Generation of arbitrary vector vortex beams on hybrid-order Poincaré sphere
First row: A vector vortex beam that can be decomposed into a vector polarization and a vortex phase. Second row: The vector polarization and the vortex phase can be generated by a q-plate and a spiral phase plate, respectively. A compact device can be constructed by integrating the q-plate structure into the spiral phase plate.
Vector vortex beams, possessing both vector polarization and helical phase in beam section, have important implications in laser machining, particle manipulation, and quantum information. Compared with vector beam or vortex beam, the vector vortex beam provides more degrees of freedom in light-matter interaction. A variety of tools, e.g. spatial light modulator, liquid-crystal-based polarization converter, and laser resonator, have been employed to generate vector vortex beams. However, the generated polarization states are usually limited to two special cases: azimuthal polarization and radial polarization. In addition, these methods usually face challenges of low damage threshold, lower conversion efficiency, and enormous size. Therefore, to generate arbitrary vector vortex beams, a flexible generation method with high efficiency and compact structure should be taken into account.
In order to overcome the above problems, spin photonics group led by Prof. Hailu Luo from School of Physics and Electronics, Hunan University, carried out the research of generation of arbitrary vector vortex beams on hybrid-order Poincaré sphere by combining a dielectric q-plate and a spiral phase plate. Related research results are published in Photonics Research, Volume 5, No. 1, 2017 (Z. Liu, et al., Generation of arbitrary vector vortex beams on hybrid-order Poincaré sphere).

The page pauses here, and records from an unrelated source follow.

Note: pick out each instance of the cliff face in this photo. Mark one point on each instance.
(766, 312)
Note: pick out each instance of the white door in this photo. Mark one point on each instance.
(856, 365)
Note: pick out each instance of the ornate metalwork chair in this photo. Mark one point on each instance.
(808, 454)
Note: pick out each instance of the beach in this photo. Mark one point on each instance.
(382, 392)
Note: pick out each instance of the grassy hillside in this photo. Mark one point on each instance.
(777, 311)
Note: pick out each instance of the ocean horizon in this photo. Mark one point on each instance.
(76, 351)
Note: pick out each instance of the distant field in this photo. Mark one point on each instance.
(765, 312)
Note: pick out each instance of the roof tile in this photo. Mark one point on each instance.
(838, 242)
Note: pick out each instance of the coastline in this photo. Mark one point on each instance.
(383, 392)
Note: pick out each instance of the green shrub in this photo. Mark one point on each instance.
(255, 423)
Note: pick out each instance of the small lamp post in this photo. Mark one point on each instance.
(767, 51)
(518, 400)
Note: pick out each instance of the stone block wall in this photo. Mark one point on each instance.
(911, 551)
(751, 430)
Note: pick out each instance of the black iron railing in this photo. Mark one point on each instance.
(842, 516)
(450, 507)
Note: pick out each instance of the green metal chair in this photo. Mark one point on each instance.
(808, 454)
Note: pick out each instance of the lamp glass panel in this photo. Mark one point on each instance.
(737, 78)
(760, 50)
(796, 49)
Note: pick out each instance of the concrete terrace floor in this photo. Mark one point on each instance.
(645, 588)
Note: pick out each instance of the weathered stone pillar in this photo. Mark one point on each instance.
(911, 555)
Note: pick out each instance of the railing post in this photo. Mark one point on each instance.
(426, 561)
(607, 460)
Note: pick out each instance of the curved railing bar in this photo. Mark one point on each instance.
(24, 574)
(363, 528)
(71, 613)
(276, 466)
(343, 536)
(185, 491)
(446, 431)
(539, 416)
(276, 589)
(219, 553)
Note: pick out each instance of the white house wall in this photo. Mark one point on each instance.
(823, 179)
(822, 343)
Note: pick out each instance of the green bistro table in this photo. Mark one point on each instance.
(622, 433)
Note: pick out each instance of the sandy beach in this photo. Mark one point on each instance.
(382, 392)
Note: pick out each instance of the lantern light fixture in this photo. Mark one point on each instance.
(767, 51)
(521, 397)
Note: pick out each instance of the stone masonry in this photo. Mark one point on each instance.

Vector vortex beams can be mapped on the hybrid-order Poincaré sphere, where the evolution of polarization and phase can be clearly represented. Based on this geometrical representation, a vector vortex beam can be decomposed into a vector beam and a vortex. Therefore their generation can be realized by using a q-plate and a spiral phase plate, respectively. By controlling the polarization state of input beam, any desired vector vortex beam on the corresponding hybrid-order Poincaré sphere can be obtained.
Note that the q-plate and the spiral phase plate are both fabricated on silica glasses, suggesting the potential possibility to integrate the two structures on a single plate. Prof. Hailu Luo believes that multiple optical elements with different functions into one glass plate can be integrated. This technique may have potential applications in future photonics and optoelectronics. Further work is to realize the miniaturization of the system by integrating different structures, and enhance the capacity in the manipulation of polarization and phase of light.